I guess you can say I already tried making some progress for the new year. Talked to my mom last night, not about SA, but my other issue with my suspicions of PMDD and feeling really depressed around that time when aunt flo comes knocking, and that I thought I really should be put on something to help. She didn't say much, so I'm not sure if she's dismissing the whole thing altogether or whether she's mulling it over. Talking isn't my strong suit, especially discussing issues, so actually mentioning the above was hard enough. I don't even know how I'm going to bring up the fact that I want therapy or at least look into it.

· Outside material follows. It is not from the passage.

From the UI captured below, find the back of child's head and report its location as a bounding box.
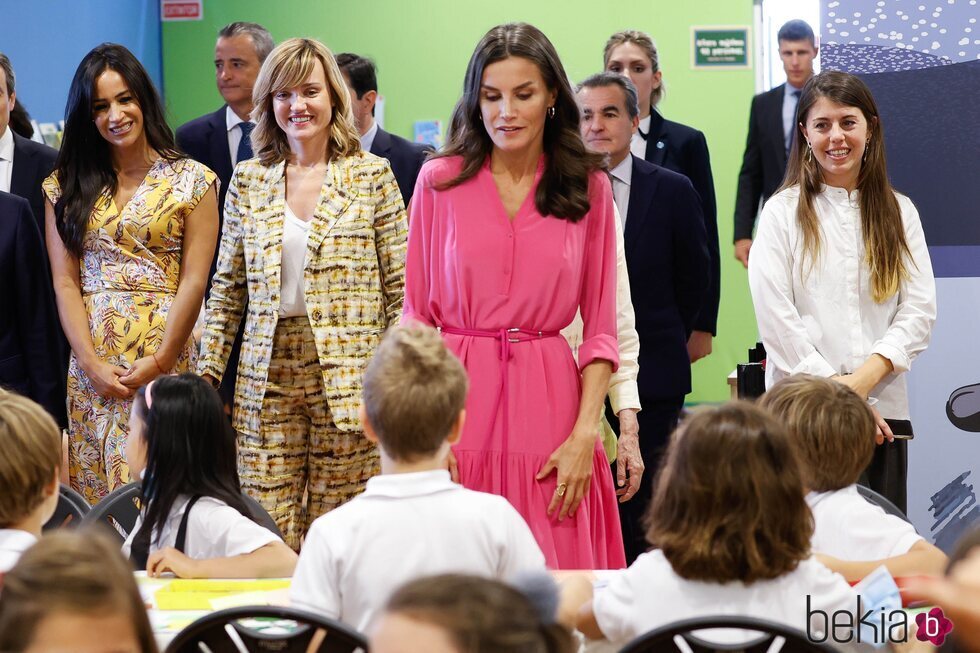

I went to bed pretty early last night, shortly after watching the ball drop on TV. I didn't feel much better waking up this morning, but decided to force myself to do something I should've done a while ago: schedule my road test. Actually I tried to this morning and the only time the DMV has available currently is the same day as the first day of classes for the spring semester, so I can't do it. By the time I actually get any tests in, I probably won't even pass them before June. Then if I don't get my license by the beginning of June, I have to put out another $50 and sit through another 5 hour pre-license course because NYS has to be so ridiculous about everything.

I really hate living here so much. :sad:
 

Phoenixx

Well-known member
Okay well it turns out I did find another date after all for my road test. I just scheduled it and it's 2 weeks from now. I feel like I should be freaking out or something, but I'm kind of in a "I don't really give a crap" mood.

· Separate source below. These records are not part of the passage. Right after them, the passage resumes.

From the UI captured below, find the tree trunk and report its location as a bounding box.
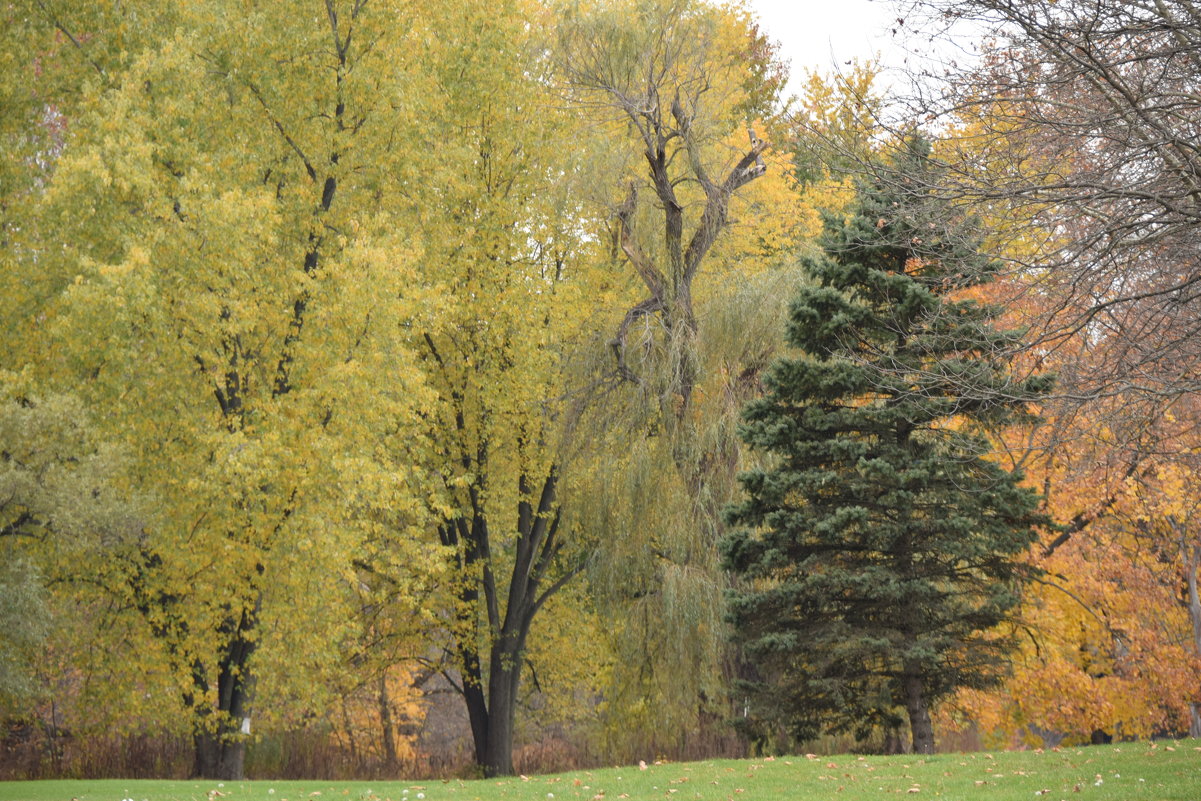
[482,638,525,778]
[192,725,246,781]
[904,674,934,754]
[192,599,261,781]
[378,670,400,770]
[1181,545,1201,737]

Guess I should give it time though. I'll most likely be a wreck by the time the date starts approaching.
 

coyote

Well-known member
Okay well it turns out I did find another date after all for my road test. I just scheduled it and it's 2 weeks from now. I feel like I should be freaking out or something, but I'm kind of in a "I don't really give a crap" mood.

Guess I should give it time though. I'll most likely be a wreck by the time the date starts approaching.

just try not to use the words "wreck" and "road test" in the same sentence :perfect:
 

twiggle

Well-known member
Okay well it turns out I did find another date after all for my road test. I just scheduled it and it's 2 weeks from now. I feel like I should be freaking out or something, but I'm kind of in a "I don't really give a crap" mood.

Guess I should give it time though. I'll most likely be a wreck by the time the date starts approaching.

Good luck Phoenixx :)

Today I'm feeling annoyed that my mp3 player has broken. It's gone with me literally everywhere for the past 6 years and is going to be a hassle to replace/put 7000 songs onto a new player. Pluh.